Ajay- What are some of the initiatives that you have taken to ensure employee satisfaction and happiness?

Pranay- We believe happy employees create happy customers. We are building a great place to work by taking a personal interest in grooming people. Our people are highly engaged as evidenced by 33% new hire referrals and the highest Glassdoor ratings in our industry.
We recognize the accomplishments and contributions made through many programs such as:

  1. FractElite – where peers nominate and defend the best of us
  2. Recognition board – where anyone can write a visible thank you
  3. Value cards – where anyone can acknowledge great role model behavior in one or more values
  4. Townhall – a quarterly all hands where we announce anniversaries and FractElite awards, with an open forum to ask questions
  5. Employee engagement surveys – to measure and report out on satisfaction programs
  6. Open access to managers and leadership team – to ensure we understand and appreciate each person’s unique goals and ambitions, coach for high performance, and laud their success

Ajay- How happy are Fractal Analytics customers quantitatively?  What is your retention rate- and what plans do you have for 2013?
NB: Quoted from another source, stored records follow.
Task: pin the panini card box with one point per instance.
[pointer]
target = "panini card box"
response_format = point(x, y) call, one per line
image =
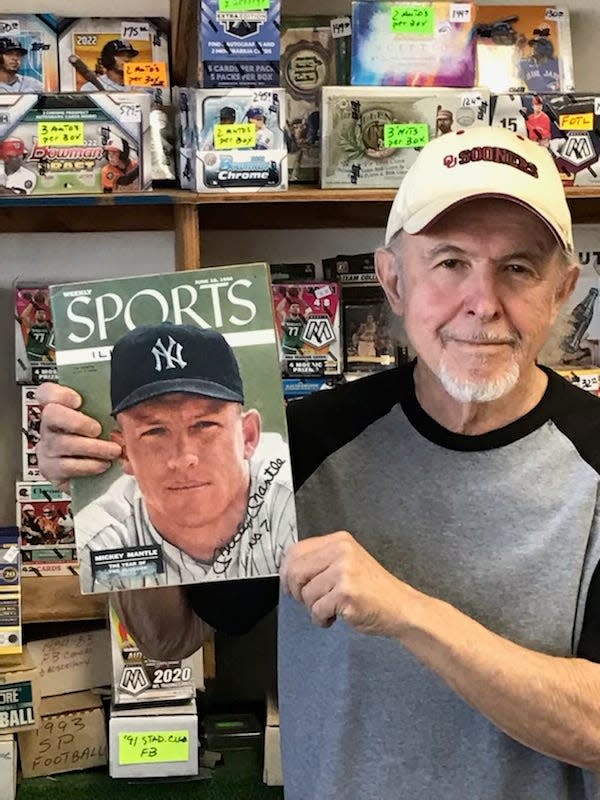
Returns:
point(74, 143)
point(308, 325)
point(28, 55)
point(524, 48)
point(359, 126)
point(94, 54)
point(416, 44)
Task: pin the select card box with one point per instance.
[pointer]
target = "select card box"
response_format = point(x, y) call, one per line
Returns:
point(413, 44)
point(372, 135)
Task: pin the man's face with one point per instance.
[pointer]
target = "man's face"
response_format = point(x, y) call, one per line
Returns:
point(189, 454)
point(479, 292)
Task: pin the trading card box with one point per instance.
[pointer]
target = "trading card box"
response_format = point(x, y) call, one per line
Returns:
point(75, 143)
point(420, 44)
point(238, 48)
point(35, 358)
point(361, 147)
point(28, 55)
point(94, 54)
point(308, 326)
point(524, 48)
point(43, 516)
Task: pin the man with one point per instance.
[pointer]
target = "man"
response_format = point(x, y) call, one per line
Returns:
point(455, 605)
point(196, 484)
point(11, 55)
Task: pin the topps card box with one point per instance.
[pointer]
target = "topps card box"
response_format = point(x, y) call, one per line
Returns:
point(524, 48)
point(74, 144)
point(372, 135)
point(412, 44)
point(308, 325)
point(28, 55)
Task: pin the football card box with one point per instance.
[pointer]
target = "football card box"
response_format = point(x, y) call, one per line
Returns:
point(524, 48)
point(356, 120)
point(421, 44)
point(28, 55)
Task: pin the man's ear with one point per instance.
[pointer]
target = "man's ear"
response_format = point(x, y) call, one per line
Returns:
point(388, 275)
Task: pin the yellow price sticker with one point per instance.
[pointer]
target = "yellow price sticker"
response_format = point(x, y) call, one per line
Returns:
point(235, 137)
point(576, 122)
point(60, 133)
point(153, 747)
point(145, 73)
point(412, 19)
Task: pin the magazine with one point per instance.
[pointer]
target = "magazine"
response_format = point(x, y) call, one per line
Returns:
point(182, 371)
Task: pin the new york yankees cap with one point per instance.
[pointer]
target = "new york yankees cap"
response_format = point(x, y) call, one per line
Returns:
point(153, 360)
point(480, 162)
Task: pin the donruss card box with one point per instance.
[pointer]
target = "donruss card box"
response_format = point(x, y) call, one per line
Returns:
point(372, 135)
point(239, 48)
point(28, 55)
point(416, 44)
point(194, 354)
point(74, 143)
point(524, 48)
point(116, 55)
point(308, 324)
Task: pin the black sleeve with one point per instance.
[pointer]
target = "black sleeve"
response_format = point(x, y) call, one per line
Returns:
point(234, 607)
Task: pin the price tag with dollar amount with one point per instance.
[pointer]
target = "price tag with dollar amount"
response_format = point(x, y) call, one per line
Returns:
point(153, 747)
point(400, 135)
point(235, 137)
point(412, 19)
point(145, 73)
point(60, 133)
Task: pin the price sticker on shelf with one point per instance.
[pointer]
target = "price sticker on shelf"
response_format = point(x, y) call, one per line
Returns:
point(400, 135)
point(412, 19)
point(153, 747)
point(234, 137)
point(60, 133)
point(145, 73)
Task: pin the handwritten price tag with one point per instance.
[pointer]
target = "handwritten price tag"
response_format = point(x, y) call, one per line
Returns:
point(145, 73)
point(401, 135)
point(412, 19)
point(235, 137)
point(60, 133)
point(153, 747)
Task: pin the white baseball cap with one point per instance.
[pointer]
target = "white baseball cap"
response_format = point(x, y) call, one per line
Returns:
point(481, 162)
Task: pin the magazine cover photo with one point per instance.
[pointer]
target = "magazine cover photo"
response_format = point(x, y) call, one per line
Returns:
point(182, 371)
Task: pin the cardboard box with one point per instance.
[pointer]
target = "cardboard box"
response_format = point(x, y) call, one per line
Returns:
point(153, 742)
point(71, 736)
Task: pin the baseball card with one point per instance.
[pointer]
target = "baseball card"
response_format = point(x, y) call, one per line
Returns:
point(416, 44)
point(372, 135)
point(524, 48)
point(182, 370)
point(308, 324)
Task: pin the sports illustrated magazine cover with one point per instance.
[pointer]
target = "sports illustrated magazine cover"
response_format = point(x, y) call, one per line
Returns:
point(182, 372)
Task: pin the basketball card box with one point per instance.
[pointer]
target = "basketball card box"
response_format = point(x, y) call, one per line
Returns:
point(420, 44)
point(372, 135)
point(28, 55)
point(308, 325)
point(75, 143)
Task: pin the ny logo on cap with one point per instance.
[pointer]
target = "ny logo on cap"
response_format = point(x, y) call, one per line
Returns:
point(171, 354)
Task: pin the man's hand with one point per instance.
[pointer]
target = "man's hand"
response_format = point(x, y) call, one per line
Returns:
point(69, 446)
point(333, 576)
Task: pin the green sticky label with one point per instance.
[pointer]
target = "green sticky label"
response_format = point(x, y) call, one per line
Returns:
point(153, 747)
point(412, 19)
point(403, 135)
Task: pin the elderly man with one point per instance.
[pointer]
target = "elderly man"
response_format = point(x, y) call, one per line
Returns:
point(449, 624)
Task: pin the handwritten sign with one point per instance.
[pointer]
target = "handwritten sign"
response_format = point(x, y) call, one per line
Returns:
point(412, 19)
point(235, 137)
point(401, 135)
point(60, 133)
point(153, 747)
point(145, 73)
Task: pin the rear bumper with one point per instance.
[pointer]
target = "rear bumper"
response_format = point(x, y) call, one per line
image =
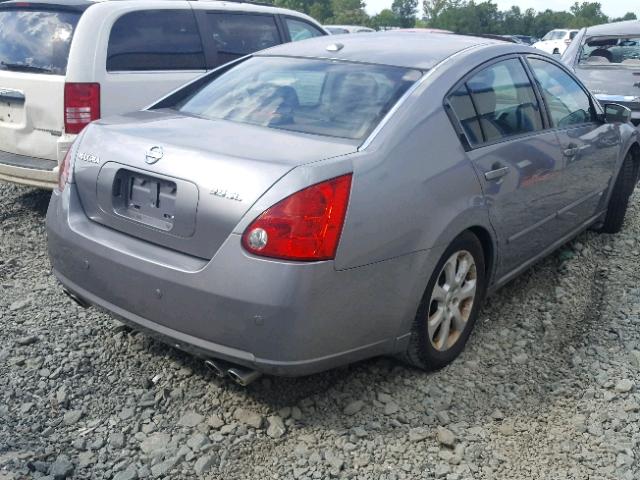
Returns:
point(282, 318)
point(26, 170)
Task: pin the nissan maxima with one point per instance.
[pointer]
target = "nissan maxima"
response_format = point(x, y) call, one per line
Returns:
point(323, 202)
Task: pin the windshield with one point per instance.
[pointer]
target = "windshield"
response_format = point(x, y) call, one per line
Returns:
point(611, 50)
point(321, 97)
point(555, 35)
point(36, 41)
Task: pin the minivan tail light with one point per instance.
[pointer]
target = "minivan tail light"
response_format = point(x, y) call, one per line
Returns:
point(81, 105)
point(64, 170)
point(305, 226)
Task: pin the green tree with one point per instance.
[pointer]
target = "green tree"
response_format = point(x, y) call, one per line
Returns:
point(384, 20)
point(349, 12)
point(432, 9)
point(405, 12)
point(627, 16)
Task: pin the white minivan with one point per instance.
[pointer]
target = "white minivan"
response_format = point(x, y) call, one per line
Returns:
point(65, 63)
point(556, 41)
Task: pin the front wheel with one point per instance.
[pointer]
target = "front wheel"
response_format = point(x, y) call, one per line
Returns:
point(450, 305)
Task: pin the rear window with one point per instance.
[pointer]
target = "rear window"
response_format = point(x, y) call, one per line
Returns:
point(36, 40)
point(555, 35)
point(331, 98)
point(242, 33)
point(611, 50)
point(155, 40)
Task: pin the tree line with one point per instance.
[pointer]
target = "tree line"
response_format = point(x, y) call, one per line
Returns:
point(461, 16)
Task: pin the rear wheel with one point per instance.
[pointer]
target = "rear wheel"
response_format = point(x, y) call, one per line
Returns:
point(619, 201)
point(450, 305)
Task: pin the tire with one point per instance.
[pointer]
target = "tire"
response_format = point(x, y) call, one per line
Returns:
point(619, 201)
point(432, 349)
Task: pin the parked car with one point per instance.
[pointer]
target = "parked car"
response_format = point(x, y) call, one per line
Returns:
point(607, 59)
point(341, 29)
point(526, 39)
point(512, 38)
point(556, 41)
point(64, 63)
point(322, 202)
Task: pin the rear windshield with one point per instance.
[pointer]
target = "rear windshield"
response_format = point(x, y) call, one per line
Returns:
point(555, 35)
point(611, 50)
point(321, 97)
point(36, 40)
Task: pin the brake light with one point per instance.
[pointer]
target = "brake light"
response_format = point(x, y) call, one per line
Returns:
point(81, 105)
point(305, 226)
point(64, 171)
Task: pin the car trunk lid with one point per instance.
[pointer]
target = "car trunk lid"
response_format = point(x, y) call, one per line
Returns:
point(184, 182)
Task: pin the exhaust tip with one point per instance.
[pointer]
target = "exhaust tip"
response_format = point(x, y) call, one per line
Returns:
point(217, 368)
point(243, 376)
point(79, 301)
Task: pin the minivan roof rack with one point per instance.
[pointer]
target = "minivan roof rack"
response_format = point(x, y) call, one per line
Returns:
point(252, 2)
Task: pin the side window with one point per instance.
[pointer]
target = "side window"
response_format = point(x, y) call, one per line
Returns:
point(155, 40)
point(462, 106)
point(238, 34)
point(504, 101)
point(300, 30)
point(567, 102)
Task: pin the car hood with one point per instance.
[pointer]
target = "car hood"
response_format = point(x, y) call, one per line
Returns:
point(184, 182)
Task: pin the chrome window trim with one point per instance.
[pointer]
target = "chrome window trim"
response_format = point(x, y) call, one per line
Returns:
point(376, 131)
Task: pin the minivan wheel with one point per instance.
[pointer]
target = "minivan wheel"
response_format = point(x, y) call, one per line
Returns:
point(449, 306)
point(619, 201)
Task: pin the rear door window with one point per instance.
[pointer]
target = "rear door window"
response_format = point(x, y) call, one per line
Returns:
point(238, 34)
point(504, 101)
point(155, 40)
point(301, 30)
point(36, 41)
point(567, 102)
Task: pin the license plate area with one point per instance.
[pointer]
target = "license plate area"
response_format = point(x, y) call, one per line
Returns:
point(11, 112)
point(145, 199)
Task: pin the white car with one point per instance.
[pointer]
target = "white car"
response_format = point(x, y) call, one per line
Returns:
point(65, 63)
point(556, 41)
point(340, 29)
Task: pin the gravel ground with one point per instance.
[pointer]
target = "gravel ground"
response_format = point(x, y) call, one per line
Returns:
point(547, 387)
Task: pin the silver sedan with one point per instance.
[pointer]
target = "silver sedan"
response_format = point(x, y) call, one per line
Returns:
point(323, 202)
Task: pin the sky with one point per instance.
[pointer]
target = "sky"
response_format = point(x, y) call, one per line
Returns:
point(613, 8)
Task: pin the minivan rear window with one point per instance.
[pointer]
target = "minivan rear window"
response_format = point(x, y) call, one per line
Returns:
point(36, 41)
point(148, 40)
point(321, 97)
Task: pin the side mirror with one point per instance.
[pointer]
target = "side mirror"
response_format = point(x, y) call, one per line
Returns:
point(616, 113)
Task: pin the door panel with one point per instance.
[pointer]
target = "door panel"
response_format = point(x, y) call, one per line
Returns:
point(517, 161)
point(523, 202)
point(587, 147)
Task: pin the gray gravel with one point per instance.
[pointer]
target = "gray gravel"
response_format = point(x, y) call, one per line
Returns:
point(547, 388)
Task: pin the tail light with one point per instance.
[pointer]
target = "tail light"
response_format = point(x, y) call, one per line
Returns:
point(64, 171)
point(305, 226)
point(81, 105)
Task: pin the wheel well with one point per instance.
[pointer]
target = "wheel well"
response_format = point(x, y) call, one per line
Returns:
point(487, 248)
point(635, 154)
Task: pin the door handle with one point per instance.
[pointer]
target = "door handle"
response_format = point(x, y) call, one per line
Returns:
point(496, 173)
point(571, 150)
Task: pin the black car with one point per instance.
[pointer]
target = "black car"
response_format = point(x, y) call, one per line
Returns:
point(607, 59)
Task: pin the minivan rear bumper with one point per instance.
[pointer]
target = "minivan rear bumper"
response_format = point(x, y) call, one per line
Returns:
point(282, 318)
point(37, 172)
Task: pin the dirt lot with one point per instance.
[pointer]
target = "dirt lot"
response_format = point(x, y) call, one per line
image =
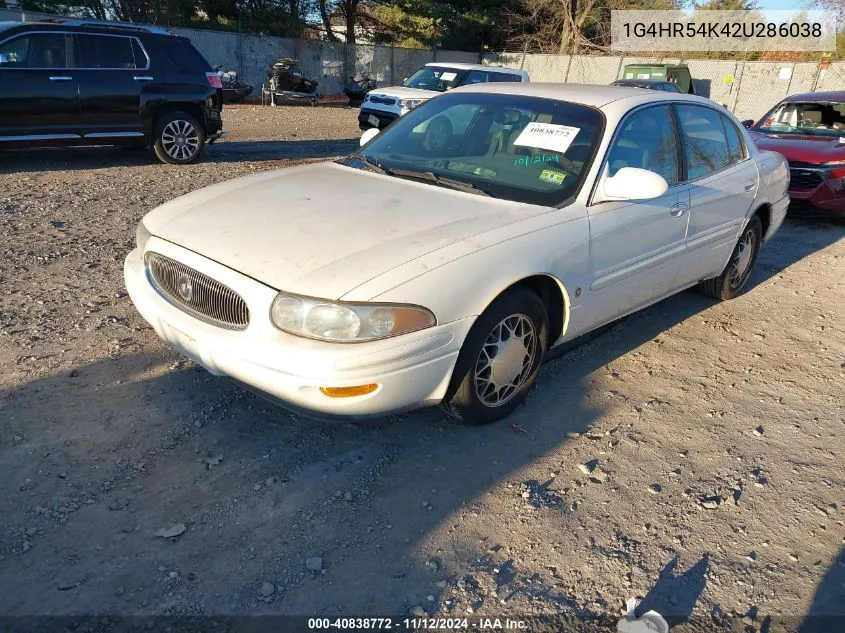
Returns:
point(692, 455)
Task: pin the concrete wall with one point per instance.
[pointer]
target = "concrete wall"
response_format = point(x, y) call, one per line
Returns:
point(747, 88)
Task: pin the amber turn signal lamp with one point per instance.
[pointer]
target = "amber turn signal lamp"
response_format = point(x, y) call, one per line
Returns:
point(348, 392)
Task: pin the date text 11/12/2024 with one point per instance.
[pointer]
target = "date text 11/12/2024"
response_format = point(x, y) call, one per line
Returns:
point(417, 624)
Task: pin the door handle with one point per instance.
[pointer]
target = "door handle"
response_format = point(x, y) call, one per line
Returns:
point(678, 209)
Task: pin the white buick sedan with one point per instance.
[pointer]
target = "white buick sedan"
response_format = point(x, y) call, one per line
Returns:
point(443, 260)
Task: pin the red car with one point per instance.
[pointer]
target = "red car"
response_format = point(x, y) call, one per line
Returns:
point(809, 130)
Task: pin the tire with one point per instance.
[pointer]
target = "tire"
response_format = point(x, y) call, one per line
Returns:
point(172, 127)
point(740, 266)
point(474, 396)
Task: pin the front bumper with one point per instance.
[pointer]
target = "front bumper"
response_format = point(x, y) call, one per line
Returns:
point(384, 118)
point(412, 370)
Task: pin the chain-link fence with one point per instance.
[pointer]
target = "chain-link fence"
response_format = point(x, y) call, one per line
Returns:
point(748, 89)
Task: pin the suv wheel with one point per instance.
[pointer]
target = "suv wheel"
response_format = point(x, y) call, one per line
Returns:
point(179, 139)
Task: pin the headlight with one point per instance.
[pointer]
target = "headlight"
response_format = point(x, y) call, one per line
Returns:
point(346, 322)
point(409, 104)
point(142, 235)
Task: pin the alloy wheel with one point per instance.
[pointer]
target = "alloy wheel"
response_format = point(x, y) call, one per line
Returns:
point(741, 264)
point(180, 140)
point(505, 360)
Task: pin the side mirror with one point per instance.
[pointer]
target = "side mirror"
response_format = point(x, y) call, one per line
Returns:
point(633, 183)
point(368, 135)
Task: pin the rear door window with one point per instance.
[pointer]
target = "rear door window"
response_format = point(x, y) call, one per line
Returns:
point(705, 142)
point(107, 52)
point(486, 76)
point(647, 141)
point(736, 151)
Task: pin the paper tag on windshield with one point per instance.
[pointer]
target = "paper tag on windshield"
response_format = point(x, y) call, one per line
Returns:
point(557, 138)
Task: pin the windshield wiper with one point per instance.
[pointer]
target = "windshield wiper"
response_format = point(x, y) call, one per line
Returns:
point(371, 164)
point(459, 185)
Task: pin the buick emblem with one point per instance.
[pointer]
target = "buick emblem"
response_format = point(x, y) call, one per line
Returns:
point(184, 288)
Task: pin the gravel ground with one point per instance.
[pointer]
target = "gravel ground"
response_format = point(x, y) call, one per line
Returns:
point(692, 455)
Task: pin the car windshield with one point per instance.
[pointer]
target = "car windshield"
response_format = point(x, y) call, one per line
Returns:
point(814, 118)
point(524, 149)
point(437, 78)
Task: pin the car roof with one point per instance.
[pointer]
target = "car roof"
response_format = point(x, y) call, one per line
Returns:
point(638, 82)
point(592, 95)
point(830, 95)
point(82, 25)
point(462, 66)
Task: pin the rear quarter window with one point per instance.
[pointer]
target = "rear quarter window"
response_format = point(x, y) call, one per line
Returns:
point(180, 55)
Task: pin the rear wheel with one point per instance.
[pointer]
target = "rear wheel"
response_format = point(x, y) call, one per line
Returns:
point(738, 271)
point(179, 139)
point(499, 360)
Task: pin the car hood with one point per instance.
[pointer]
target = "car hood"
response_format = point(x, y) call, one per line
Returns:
point(804, 149)
point(401, 92)
point(324, 229)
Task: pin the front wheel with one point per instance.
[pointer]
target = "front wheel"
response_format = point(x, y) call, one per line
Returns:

Pranay- As consultants, delivering value with great service is critical to our growth, which has nearly doubled in the last year. Most of our clients have been with us for over five years and we are typically considered a strategic partner.
We conduct client satisfaction surveys during and after each project to measure our performance and identify opportunities to serve our clients better. In 2013, we will continue partnering with our clients to define additional process improvements from applying best practice in engagement management to building more advanced analytics and automated services to put high-impact decisions into our clients’ hands faster.

About

Pranay Agrawal -Pranay co-founded Fractal Analytics in 2000 and heads client engagement worldwide. He has a MBA from India Institute of Management (IIM) Ahmedabad, Bachelors in Accounting from Bangalore University, and Certified Financial Risk Manager from GARP. He is is also available online on http://www.linkedin.com/in/pranayfractal

Fractal Analytics is a provider of predictive analytics and decision sciences to financial services, insurance, consumer goods, retail, technology, pharma and telecommunication industries. Fractal Analytics helps companies compete on analytics and in understanding, predicting and influencing consumer behavior. Over 20 fortune 500 financial services, consumer packaged goods, retail and insurance companies partner with Fractal to make better data driven decisions and institutionalize analytics inside their organizations.

Fractal sets up analytical centers of excellence for its clients to tackle tough big data challenges, improve decision management, help understand, predict & influence consumer behavior, increase marketing effectiveness, reduce risk and optimize business results.